Early paracentesis is associated with better prognosis compared to late or no-paracentesis in hospitalized veterans with cirrhosis and ascites

Link to article at PubMed

Liver Transpl. 2023 Mar 28. doi: 10.1097/LVT.0000000000000137. Online ahead of print.


BACKGROUND AND AIMS: Guidelines recommend that all hospitalized patients with cirrhosis and ascites receive an early (<24 h from admission) paracentesis. However, national data are not available regarding compliance with and consequences of this quality metric.

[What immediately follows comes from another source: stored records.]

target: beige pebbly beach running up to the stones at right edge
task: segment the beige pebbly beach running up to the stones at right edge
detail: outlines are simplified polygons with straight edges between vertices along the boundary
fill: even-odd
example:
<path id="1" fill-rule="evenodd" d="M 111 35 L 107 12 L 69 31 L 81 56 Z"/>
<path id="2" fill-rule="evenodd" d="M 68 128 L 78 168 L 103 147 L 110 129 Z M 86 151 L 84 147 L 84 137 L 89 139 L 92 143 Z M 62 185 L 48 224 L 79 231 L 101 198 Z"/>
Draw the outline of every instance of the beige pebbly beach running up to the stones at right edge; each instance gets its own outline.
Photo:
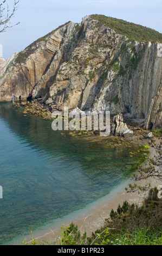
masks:
<path id="1" fill-rule="evenodd" d="M 142 168 L 148 169 L 151 166 L 151 169 L 147 174 L 151 174 L 152 169 L 157 169 L 159 173 L 162 173 L 162 161 L 161 161 L 161 152 L 162 152 L 162 139 L 154 138 L 150 145 L 150 158 L 154 159 L 154 164 L 150 162 L 150 159 L 147 159 L 145 163 L 142 165 Z M 138 175 L 141 176 L 141 173 Z M 142 205 L 144 199 L 148 196 L 148 192 L 151 188 L 158 187 L 162 185 L 162 179 L 157 176 L 148 176 L 147 178 L 141 176 L 138 178 L 134 177 L 131 181 L 131 184 L 136 184 L 136 188 L 126 191 L 126 188 L 122 188 L 119 191 L 116 191 L 114 196 L 102 203 L 102 205 L 96 204 L 96 208 L 93 210 L 89 210 L 89 213 L 84 217 L 80 218 L 80 220 L 73 220 L 73 222 L 78 226 L 81 234 L 83 234 L 86 230 L 88 236 L 92 235 L 97 229 L 100 229 L 104 224 L 107 218 L 110 218 L 111 210 L 116 210 L 118 205 L 122 205 L 125 201 L 129 204 L 137 204 L 139 206 Z M 129 184 L 128 184 L 129 185 Z M 145 188 L 145 189 L 143 189 Z M 65 223 L 65 227 L 67 228 L 70 224 L 67 220 L 62 219 L 62 224 Z M 59 237 L 61 235 L 61 226 L 56 229 L 49 229 L 49 232 L 36 237 L 36 242 L 38 244 L 42 244 L 42 241 L 46 241 L 49 243 L 57 243 Z M 30 244 L 30 242 L 29 242 Z"/>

METHODS: We utilized the national Veterans Administration Corporate Data Warehouse and validated International Classification of Disease codes to evaluate the rate and subsequent outcomes of early, late and no paracentesis for patients with cirrhosis and ascites during their first inpatient admission between 2016-2019.

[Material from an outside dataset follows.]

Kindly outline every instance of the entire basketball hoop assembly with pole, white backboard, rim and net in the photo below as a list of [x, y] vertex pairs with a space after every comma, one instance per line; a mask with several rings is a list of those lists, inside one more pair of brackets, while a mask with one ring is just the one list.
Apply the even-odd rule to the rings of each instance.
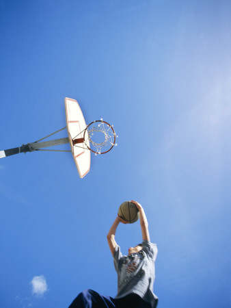
[[[111, 151], [113, 146], [117, 146], [116, 138], [118, 138], [118, 136], [116, 136], [113, 125], [109, 125], [109, 123], [103, 121], [103, 118], [86, 125], [79, 103], [74, 99], [68, 99], [68, 97], [65, 98], [65, 112], [66, 127], [63, 127], [54, 133], [50, 133], [48, 136], [36, 140], [35, 142], [23, 144], [22, 146], [13, 149], [0, 151], [0, 159], [18, 153], [33, 151], [72, 152], [74, 163], [79, 172], [79, 177], [85, 177], [87, 172], [90, 171], [91, 151], [95, 155], [105, 154]], [[68, 137], [42, 141], [64, 129], [67, 129]], [[59, 146], [67, 143], [70, 144], [70, 151], [46, 149], [51, 146]]]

RESULTS: Of 10,237 patients admitted with a diagnosis of cirrhosis with ascites, 14.3% received an early paracentesis, 7.3% received a late paracentesis, and 78.4% never received a paracentesis. In multivariable modeling, compared to an early paracentesis: both a late paracentesis and no-paracentesis were significantly associated with increased odds of acute kidney injury (AKI) development [OR 2.16 (95% CI 1.59-2.94) and 1.34 (1.09-1.66) respectively); intensive care unit (ICU) transfer [OR = 2.43 (1.71-3.47) and 2.01 (1.53-2.69), respectively] and inpatient death [OR = 1.54 (1.03-2.29) and 1.42 (1.05-1.93), respectively].Conclusion:Nationally, only 14.3% of admitted Veterans with cirrhosis and ascites received the AASLD guideline recommended diagnostic paracentesis within 24 hours of admission. Failure to complete early paracentesis was associated with higher odds of AKI, ICU transfer, and inpatient mortality. Universal and site-specific barriers to this quality metric should be evaluated and addressed to improve patient outcomes.